Avianca, Copa and United are already tied through a code-sharing partnership. All three carriers are members of Star Alliance.

United’s deal with Avianca, long in the works, had undergone significant legal back-and-forth after the Colombian flagship carrier’s No. 2 shareholder Kingsland Ltd tried to halt negotiations between United and Synergy.

The three-way partnership will include flights between the United States and 19 countries in Central and South America (not including Brazil).

“This agreement represents the next chapter in US-Latin American air travel,” says United president Scott Kirby in a statement. “We are excited to work with our Star Alliance partners Avianca and Copa… providing a better overall experience for business and leisure customers traveling across the Western Hemisphere.”

The airlines say they will add new markets and additional flights on existing routes if the partnership is approved.

Joint ventures are increasingly popular among airlines globally, as the deals essentially allow them to collude legally with competitors in certain markets.

Avianca serves around 170 destinations with hubs in Bogota, Colombia and El Salvador, San Salvador and has more than 180 aircraft, while Copa has a fleet of about 100 aircraft and serves about 75 destinations from its hub in Cuidad Panama, according to the companies.

The three together will operate nearly 26% of capacity between Latin America and the United States this year. United, No. 3 U.S carrier and the largest of the three carriers, carries 15% of capacity in the market.

By comparison, American Airlines and Chile’s LATAM signed in January 2016 carry nearly 32% of capacity and Aeromexico and Delta have nearly 17% of capacity in the Latin America-US market.

In a filing on Friday detailing the deal with Avianca, United said it would provide a US$456 million loan to Syngery Aerospace Corporation, Avianca’s owner, using stock in Avianca as collateral. Loss-making Avianca has a roughly US$4 billion debt pile, of which 40 percent is due within the next two years, according to recent financial statements.

The partnership is subject to regulatory regulatory approval in the United States and several jurisdictions in Central and South America.

The airlines do not provide a timeline for implementation of the deal. However, Copa Airlines said in a press release that process would take between 12 and 18 months.  Its chief executive Pedro Heilbron said earlier in November that the Panama-based carrier does not expect regulatory approval of the deal until mid-2020.
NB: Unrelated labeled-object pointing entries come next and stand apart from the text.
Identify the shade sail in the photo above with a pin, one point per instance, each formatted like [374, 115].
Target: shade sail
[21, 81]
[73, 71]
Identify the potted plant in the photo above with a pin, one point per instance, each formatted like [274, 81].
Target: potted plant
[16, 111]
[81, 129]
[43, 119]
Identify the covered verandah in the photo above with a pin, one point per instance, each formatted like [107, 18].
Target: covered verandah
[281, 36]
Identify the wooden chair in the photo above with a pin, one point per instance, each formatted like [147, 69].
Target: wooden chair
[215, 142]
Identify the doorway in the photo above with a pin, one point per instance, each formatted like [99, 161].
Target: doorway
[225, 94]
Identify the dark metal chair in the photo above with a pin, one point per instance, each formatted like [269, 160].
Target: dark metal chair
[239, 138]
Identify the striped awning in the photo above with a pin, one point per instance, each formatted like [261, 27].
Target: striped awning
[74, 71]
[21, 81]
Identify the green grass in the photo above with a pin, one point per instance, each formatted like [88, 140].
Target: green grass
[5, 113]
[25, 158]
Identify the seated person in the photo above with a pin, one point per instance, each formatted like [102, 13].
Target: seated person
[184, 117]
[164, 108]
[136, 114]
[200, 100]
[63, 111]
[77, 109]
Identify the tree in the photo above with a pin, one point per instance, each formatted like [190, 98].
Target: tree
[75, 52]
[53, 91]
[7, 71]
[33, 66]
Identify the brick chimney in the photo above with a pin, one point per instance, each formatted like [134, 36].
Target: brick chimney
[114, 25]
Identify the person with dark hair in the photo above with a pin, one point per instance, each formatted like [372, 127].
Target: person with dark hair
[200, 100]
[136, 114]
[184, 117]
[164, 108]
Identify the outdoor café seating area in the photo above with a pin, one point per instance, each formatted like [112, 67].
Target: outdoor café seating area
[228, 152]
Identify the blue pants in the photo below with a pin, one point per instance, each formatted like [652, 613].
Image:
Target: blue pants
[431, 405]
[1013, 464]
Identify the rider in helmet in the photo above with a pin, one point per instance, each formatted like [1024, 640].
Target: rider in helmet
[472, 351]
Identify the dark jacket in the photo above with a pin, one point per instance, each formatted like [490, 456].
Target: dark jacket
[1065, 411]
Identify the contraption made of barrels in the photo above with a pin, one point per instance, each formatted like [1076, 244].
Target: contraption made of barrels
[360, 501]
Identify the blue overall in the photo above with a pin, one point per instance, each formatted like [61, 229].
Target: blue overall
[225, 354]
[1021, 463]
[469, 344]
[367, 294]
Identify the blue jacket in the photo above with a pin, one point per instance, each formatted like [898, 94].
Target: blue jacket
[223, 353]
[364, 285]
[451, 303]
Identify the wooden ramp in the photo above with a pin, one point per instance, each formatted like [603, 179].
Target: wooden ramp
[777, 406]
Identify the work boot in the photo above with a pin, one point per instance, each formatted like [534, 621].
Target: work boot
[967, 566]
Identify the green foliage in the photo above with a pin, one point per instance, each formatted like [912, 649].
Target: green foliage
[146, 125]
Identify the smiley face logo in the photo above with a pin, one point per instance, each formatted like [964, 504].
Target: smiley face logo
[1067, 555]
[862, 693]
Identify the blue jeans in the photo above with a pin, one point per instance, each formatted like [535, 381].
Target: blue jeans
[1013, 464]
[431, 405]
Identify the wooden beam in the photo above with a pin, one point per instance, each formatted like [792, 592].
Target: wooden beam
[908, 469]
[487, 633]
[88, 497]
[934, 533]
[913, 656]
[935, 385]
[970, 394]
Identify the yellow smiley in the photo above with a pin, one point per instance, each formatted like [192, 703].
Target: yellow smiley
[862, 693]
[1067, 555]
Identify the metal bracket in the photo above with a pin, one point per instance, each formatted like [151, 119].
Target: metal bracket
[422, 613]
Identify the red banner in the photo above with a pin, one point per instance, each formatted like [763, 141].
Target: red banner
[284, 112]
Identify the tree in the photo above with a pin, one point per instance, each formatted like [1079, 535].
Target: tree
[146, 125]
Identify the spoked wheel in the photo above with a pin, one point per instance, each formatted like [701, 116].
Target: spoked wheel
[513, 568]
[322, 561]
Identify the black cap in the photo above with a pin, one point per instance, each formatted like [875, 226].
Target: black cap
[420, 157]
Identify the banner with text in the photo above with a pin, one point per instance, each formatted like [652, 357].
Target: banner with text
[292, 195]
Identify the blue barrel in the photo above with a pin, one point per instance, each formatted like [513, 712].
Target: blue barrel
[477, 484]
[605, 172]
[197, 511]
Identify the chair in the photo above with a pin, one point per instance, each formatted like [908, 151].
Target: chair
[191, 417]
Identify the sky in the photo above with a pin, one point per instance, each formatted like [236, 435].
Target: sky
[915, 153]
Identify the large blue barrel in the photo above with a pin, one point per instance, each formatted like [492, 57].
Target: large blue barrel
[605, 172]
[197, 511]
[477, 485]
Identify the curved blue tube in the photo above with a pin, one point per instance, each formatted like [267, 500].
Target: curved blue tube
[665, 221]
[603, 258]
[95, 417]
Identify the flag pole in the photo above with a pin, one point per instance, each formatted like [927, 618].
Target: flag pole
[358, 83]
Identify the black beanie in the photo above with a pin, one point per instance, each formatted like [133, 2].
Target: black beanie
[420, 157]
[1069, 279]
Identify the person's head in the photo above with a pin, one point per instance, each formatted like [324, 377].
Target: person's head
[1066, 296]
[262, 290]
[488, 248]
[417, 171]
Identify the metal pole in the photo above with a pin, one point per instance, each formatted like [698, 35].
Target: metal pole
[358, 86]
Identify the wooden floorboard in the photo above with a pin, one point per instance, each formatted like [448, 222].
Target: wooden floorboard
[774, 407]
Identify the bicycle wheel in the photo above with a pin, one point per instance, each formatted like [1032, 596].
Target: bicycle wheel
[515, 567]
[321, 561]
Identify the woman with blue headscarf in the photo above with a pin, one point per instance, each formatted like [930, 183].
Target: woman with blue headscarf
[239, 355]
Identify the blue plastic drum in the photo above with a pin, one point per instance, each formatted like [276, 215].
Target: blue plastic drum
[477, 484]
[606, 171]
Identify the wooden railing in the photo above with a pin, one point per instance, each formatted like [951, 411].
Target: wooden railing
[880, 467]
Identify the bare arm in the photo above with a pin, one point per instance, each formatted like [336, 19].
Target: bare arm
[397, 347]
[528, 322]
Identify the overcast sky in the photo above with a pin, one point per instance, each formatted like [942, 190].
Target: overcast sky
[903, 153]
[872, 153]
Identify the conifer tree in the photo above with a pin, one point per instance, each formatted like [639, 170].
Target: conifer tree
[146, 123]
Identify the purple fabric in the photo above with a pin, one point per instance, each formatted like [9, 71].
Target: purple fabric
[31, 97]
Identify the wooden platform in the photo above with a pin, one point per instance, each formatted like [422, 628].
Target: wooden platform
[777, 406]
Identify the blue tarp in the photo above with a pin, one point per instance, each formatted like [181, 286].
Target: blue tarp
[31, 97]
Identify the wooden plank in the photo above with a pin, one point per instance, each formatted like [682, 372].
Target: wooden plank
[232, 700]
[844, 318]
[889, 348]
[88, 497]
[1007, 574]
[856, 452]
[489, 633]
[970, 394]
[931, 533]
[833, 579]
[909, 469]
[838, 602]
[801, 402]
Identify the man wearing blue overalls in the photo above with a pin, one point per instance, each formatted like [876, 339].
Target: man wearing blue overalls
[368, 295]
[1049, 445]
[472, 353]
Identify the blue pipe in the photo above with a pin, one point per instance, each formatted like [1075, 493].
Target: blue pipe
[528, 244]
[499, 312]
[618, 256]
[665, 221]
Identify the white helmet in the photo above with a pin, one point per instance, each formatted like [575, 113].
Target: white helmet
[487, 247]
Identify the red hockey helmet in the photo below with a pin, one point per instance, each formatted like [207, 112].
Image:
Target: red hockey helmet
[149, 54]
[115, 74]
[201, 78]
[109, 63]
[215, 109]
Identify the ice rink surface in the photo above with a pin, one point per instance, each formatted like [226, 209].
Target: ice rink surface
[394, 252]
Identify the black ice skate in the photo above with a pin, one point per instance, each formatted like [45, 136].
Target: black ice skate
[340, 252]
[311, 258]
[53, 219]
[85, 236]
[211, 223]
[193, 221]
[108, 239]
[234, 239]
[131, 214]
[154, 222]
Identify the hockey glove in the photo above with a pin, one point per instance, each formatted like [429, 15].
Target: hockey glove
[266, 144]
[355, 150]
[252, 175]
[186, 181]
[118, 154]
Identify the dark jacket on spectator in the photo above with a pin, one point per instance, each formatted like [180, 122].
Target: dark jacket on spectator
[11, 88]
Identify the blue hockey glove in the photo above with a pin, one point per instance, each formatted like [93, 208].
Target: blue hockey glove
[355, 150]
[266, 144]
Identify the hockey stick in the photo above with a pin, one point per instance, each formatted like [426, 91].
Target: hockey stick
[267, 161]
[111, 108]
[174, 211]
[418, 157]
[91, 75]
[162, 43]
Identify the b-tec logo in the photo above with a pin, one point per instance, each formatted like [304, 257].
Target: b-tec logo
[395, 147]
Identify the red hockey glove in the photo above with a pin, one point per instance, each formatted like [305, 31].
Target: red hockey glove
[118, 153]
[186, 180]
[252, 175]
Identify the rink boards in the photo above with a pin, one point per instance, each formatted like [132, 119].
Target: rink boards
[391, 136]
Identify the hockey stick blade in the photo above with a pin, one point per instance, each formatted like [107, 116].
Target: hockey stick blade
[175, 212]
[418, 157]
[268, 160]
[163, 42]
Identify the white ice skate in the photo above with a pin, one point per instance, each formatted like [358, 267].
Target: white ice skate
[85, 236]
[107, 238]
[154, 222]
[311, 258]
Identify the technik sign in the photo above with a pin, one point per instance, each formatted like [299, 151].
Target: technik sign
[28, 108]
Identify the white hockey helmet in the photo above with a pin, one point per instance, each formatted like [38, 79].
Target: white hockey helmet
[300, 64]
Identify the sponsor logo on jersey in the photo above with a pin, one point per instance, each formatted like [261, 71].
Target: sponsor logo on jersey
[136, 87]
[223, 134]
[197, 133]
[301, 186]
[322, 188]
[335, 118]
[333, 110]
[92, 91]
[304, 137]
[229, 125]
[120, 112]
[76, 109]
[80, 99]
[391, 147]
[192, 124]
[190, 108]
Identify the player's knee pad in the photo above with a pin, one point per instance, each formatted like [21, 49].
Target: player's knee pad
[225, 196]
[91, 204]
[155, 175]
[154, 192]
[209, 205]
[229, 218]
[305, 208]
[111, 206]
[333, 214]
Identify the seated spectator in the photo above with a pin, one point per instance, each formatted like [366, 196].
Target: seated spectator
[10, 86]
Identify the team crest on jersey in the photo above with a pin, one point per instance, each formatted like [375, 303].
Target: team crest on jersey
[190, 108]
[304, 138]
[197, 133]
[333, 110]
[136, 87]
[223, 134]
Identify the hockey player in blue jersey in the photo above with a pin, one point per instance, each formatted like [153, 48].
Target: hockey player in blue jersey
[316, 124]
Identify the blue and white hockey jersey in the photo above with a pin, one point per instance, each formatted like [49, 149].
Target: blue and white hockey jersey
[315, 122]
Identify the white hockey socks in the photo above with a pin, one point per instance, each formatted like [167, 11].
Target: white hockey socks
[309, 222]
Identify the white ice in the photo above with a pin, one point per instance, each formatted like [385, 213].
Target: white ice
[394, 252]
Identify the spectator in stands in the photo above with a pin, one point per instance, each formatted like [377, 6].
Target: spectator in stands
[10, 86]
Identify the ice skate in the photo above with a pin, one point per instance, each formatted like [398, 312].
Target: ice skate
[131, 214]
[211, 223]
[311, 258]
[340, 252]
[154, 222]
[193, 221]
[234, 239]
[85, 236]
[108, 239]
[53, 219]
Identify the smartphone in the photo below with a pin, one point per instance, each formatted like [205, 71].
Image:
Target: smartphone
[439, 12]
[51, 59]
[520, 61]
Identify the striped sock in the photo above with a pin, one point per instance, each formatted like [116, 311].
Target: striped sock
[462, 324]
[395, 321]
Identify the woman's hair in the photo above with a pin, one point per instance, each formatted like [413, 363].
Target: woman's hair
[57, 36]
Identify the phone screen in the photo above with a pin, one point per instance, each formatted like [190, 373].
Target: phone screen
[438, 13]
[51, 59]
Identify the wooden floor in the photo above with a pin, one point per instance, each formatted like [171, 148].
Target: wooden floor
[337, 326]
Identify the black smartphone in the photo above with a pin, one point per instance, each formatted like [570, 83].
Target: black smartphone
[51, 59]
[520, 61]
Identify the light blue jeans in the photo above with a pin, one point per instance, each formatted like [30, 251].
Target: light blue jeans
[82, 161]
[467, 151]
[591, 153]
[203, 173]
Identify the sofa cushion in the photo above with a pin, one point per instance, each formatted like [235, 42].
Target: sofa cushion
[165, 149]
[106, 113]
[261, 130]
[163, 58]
Latin American airlines, in general, have experienced a turbulent few years, hit by a double whammy of high oil prices and devaluing currencies in local markets, which make it more expensive to cover dollar-denominated costs like fuel and aircraft rent.

Travel has also suffered in the dominant regional economy Brazil, which has suffered from its deepest recession in decades but remains the largest aviation market in the region, and one of the biggest in the world.

United, which already owns an 8 percent stake in Brazilian carrier Azul SA, said it was exploring the possibility of adding the country to its joint partnership with Avianca and Copa.

United, Avianca, and Copa have regular daily flights to and from Costa Rica.